The sections on pointers were not the best I've seen -- and this is such a critical part of C/C++.
The formatting of the book (and indeed nearly the whole Deitel and Deitel "How To..." Series) is simply bad. All the programming hints, Software Engineering obsevations, portability tips, common programming errors, etc. are colour coded so that the text looks like a wall-paper sample book. It reminds me of some poor web-sites that use every colour and flashing item possible. Worse, these are (randomly?) spread throughout each chapter in the middle of the text so that it interrupts every groove you get into. (reading texts is not a quick process with the best of texts...so I don't appreciate being interrupted every 60 seconds.)
The result is that the text takes much longer to get through, since you are constantly being interrupted. Most other texts would use separate sections, or text boxes or something. Putting all these superfluous comments interspersed makes the reading hard-going.

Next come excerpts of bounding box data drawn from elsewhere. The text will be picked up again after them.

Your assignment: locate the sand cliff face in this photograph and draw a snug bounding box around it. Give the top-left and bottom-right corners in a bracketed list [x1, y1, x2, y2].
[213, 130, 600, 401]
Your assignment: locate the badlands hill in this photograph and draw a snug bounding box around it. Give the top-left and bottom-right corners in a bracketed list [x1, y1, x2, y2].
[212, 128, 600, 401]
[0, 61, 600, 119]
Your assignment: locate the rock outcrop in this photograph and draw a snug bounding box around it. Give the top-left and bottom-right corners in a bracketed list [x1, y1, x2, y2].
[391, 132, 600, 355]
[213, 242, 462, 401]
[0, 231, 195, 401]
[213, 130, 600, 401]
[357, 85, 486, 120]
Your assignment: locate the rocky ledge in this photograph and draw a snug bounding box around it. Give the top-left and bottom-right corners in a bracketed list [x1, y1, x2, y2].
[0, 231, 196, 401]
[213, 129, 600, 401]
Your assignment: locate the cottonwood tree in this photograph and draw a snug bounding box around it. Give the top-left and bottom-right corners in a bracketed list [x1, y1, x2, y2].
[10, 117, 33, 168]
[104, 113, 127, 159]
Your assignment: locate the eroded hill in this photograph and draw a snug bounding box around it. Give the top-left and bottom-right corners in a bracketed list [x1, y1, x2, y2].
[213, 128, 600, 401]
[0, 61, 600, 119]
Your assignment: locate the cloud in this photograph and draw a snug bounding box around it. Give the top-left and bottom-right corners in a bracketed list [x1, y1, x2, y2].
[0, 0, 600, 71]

Another thing that is starting to bother me about this and other D&D books is the repetition. As I've said, I've bought lots of their texts, and I feel I've paid several times over for similar content. (For example the C text contains a couple of chapters on C++, many of the books have similar introductory chapters...)
My biggest gripe perhaps is the introduction of object-oriented S/W development. Sorry guys but the Elevator example (which is addressed ad infinitum) is poor. It is discontinuous. There is little flow. I would have preferred something that was more clear with respect to the S/W development process for O-O...sadly missing.
Finally, I found many of the programming examples disappointing. Although they may have demonstrated individual concepts well, I did not get the sense of how it all fits together. I would have preferred the examples to be cumulative. By this I mean that the readers should be developing systems from the examples...not just simple programs. This would give a much better view as to how everything fits together from methodologies through to functionality to syntax. (it also would have been nice if there was an additional section on the MFC (Microsoft foundation classes).